Oakes goals for the future include lobbying the legislature for more access to Support Service Providers (SSPs) in Oklahoma. SSPs function as the “eyes and ears of deaf and blind people,” using hand over hand, or tactile, interpretation to provide information through touch and movement that would otherwise be missed.
“I used to be a homemaker, mother, grandmother, the babysitter,” Oakes explained. “With the help of DRS, that’s how SHEP got started when Jeri introduced me to that lady. That’s where Joan and Ani and DRS came in…. I changed my mind. I said, ‘No! I’m going to be more than that. I’m going to do things to help people.’ That’s what the change has started.”
In order to increase public awareness about the needs and abilities of Oklahomans with severe vision and hearing disabilities, Gov. Mary Fallin declared the week of June 24 as Helen Keller Deaf-Blind Awareness Week in Oklahoma. An author and lecturer, Keller remains one of the best known Americans with deaf-blindness, although she died near 40 years ago.

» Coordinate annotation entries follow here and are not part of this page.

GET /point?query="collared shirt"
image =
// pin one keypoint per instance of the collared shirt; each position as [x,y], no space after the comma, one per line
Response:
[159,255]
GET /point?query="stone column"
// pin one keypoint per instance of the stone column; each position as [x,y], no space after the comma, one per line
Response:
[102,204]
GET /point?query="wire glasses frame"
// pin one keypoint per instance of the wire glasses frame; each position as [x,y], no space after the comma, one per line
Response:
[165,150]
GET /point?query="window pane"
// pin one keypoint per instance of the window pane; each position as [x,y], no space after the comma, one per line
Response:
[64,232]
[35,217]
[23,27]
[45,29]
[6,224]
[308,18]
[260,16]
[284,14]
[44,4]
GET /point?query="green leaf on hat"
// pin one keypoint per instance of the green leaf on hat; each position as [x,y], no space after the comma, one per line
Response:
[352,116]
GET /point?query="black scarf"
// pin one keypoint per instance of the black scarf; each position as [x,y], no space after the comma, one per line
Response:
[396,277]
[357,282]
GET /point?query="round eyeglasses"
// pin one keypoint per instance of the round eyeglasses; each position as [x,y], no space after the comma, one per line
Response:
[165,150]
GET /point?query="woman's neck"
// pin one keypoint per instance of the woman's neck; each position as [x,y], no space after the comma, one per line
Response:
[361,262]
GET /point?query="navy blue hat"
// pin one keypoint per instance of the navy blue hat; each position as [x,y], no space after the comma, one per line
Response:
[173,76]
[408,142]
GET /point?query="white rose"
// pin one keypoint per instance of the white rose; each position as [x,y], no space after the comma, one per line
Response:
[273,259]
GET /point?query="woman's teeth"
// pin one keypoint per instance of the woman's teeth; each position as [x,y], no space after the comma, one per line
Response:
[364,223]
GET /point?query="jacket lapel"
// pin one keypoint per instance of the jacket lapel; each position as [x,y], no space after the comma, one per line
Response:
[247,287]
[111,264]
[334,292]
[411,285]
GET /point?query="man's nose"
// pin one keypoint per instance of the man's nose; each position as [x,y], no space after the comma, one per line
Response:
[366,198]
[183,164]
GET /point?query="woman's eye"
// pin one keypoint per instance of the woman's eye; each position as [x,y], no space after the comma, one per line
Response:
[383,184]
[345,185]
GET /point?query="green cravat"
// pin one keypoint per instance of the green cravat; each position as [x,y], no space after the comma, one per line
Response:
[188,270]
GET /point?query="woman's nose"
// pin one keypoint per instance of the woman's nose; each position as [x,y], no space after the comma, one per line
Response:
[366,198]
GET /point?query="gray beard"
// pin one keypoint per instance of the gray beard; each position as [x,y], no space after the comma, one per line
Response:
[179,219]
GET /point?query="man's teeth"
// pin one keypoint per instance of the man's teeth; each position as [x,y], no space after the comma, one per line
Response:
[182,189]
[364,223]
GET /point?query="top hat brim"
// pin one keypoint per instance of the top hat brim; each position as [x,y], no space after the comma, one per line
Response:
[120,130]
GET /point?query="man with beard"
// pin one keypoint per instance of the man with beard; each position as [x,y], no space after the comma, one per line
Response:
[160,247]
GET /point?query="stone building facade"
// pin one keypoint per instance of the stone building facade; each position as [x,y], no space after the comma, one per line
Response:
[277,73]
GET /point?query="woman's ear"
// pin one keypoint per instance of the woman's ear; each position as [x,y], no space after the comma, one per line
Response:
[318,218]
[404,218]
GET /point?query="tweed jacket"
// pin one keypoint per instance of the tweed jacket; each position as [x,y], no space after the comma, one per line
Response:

For more information about available services for Oklahomans who are deaf-blind, contact Joan Blake at 405-522-3417 or email firstname.lastname@example.org or Jeri Cooper 918-551-4900 or email@example.com.
Cassandra Oakes is one of 70,000 Americans who have hearing and vision loss, according to population estimates by the Helen Keller National Center.
While specific employment numbers are not available for deaf-blind workers, U.S. Census data indicates that 29.7 percent of Oklahomans, ages 16 to 64, with all types of disabilities are employed, compared to 67.4% of individuals in the same age range with no disabilities.
The Oklahoma Department of Rehabilitation Services provides vocational rehabilitation, employment, residential and outreach education programs and determines medical eligibility for disability benefits for 87,500 Oklahomans with disabilities each year.